Zuck serves ads/spywares to other users, he deserves to taste his own medicines, not me.

joks 3 hours ago

I think there's a little bit of the Goomba fallacy at play here to be fair

coldtea 11 hours ago

Yes, it's a god's gift when the average user can do it, and satan's curse what a hated fucking mega-corp is doing it.

Where's the contradiction?

friendzis 15 hours ago

You can see this pattern in many different topics: updoots are highly correlated with a positive answer to "do I personally get to profit"?

achierius 15 hours ago

Yes, and? People need to eat. Billionaires are generally not interested in whether or not the average Joe gets to eat.

cyberax 18 hours ago

I would love to pay for content. I'm _paying_ for YouTube Premium.

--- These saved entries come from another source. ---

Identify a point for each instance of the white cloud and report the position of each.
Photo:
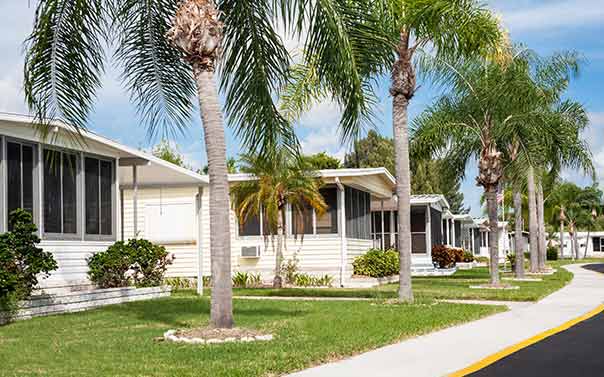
(550, 15)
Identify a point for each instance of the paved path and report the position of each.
(443, 352)
(574, 352)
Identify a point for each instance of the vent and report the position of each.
(250, 252)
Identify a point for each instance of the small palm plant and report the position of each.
(275, 183)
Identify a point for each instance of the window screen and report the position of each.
(251, 226)
(328, 223)
(20, 177)
(60, 192)
(98, 196)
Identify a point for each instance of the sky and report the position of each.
(543, 25)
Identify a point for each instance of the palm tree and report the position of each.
(281, 179)
(171, 54)
(400, 29)
(491, 105)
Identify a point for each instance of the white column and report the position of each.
(453, 239)
(135, 200)
(428, 231)
(199, 242)
(343, 239)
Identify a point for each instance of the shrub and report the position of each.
(468, 257)
(305, 280)
(137, 259)
(149, 262)
(21, 261)
(552, 253)
(289, 269)
(240, 279)
(377, 263)
(444, 256)
(109, 269)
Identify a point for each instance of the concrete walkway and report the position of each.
(444, 352)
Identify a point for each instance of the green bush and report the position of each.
(109, 269)
(21, 261)
(444, 256)
(552, 253)
(122, 263)
(377, 263)
(305, 280)
(240, 279)
(468, 257)
(149, 262)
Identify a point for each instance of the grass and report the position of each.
(447, 287)
(119, 340)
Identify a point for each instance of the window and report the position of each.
(302, 220)
(98, 196)
(19, 177)
(251, 227)
(60, 192)
(328, 223)
(358, 214)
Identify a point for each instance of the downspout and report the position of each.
(343, 239)
(199, 242)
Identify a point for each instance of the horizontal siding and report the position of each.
(71, 258)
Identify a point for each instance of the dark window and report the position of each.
(60, 195)
(302, 220)
(328, 223)
(358, 214)
(99, 194)
(251, 226)
(20, 177)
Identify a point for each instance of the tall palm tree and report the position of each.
(491, 105)
(400, 29)
(172, 53)
(281, 179)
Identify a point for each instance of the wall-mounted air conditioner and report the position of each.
(250, 251)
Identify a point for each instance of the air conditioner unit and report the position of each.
(250, 251)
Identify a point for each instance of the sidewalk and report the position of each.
(443, 352)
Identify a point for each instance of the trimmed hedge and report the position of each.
(137, 261)
(377, 263)
(21, 261)
(446, 257)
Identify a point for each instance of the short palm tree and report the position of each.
(171, 54)
(388, 36)
(493, 113)
(280, 180)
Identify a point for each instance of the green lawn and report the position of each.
(451, 287)
(118, 340)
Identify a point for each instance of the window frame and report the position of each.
(79, 196)
(35, 179)
(82, 183)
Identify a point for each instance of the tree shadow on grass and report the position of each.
(179, 311)
(596, 267)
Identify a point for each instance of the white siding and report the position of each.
(71, 257)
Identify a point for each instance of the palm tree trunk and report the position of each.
(278, 280)
(491, 196)
(518, 233)
(402, 89)
(221, 313)
(561, 239)
(576, 242)
(541, 227)
(533, 225)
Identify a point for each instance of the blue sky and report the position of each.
(544, 25)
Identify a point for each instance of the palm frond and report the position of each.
(155, 74)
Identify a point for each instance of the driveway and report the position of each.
(453, 349)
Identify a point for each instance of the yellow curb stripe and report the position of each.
(525, 343)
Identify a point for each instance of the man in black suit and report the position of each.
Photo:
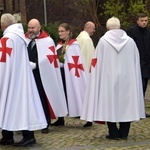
(141, 36)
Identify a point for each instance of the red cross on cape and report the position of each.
(54, 57)
(75, 65)
(93, 63)
(4, 50)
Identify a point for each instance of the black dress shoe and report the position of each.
(123, 138)
(88, 124)
(111, 138)
(147, 115)
(45, 130)
(4, 141)
(58, 123)
(25, 142)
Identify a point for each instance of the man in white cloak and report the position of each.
(46, 70)
(114, 92)
(20, 105)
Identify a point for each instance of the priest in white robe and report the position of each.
(20, 105)
(114, 92)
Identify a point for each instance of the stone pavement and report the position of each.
(74, 137)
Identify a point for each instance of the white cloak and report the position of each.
(50, 75)
(20, 105)
(76, 78)
(87, 47)
(114, 90)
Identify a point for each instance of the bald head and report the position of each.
(89, 27)
(34, 28)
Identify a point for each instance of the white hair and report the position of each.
(8, 19)
(113, 23)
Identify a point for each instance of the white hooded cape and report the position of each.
(20, 105)
(114, 90)
(50, 74)
(76, 78)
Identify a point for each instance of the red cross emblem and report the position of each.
(76, 65)
(53, 58)
(93, 63)
(4, 50)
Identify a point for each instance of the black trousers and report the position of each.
(42, 95)
(121, 132)
(25, 133)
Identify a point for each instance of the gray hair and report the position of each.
(113, 23)
(8, 19)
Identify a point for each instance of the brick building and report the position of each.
(47, 11)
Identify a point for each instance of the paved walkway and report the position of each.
(74, 137)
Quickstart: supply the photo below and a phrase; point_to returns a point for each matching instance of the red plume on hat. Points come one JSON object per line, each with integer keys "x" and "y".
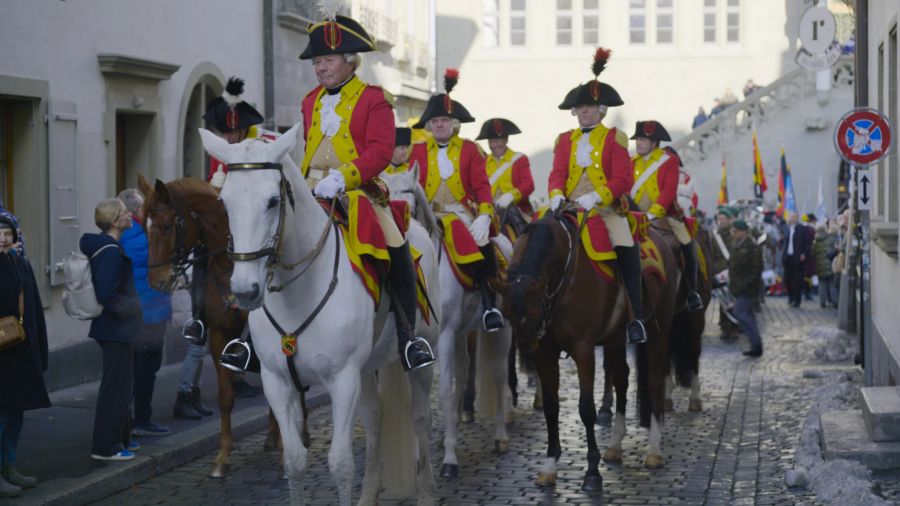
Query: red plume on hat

But heck. Do I hate the YouTube interface, it degraded far past usability.

zx8080 18 hours ago

Write to their support. Oh, wait.

tclancy 1 day ago

So you’re that Hal Jordan then? Why would a Green Lantern feel the need to defend either? I feel like the Guardians would not accept your arguments as soon as you got to Oa, poozer. I guess what I am saying is don’t have a famous name. Seems obvious.

llbbdd 21 hours ago
OP appears to be talking about real life. What are you on about?
- bryanrasmussen 20 hours ago
  
  the user name he is responding to is HalJordan, Hal Jordan is the name of a comic book superhero: Green Lantern, a moral paragon.
  on edit: he is evidently being "sarcastic"

miki123211 13 hours ago

You conflate web crawling for inference with web crawling for training.

Web crawling for training is when you ingest content on a mass scale, usually indiscriminately, usually with a dumb crawler for scale's sake, for the purposes of training an LLM. You don't really care whether one particular website is in the dataset (unless it's the size of Reddit), you just want a large, diverse, high-quality data mix.

Web crawling for inference is when a user asks a targeted question, you do a web search, and fetch exactly those resources that are likely to be relevant to that search. Nothing ends up in the training data, it's just context enrichment.

People have a much larger issue with crawling for training than for inference (though I personally think both are equally ok).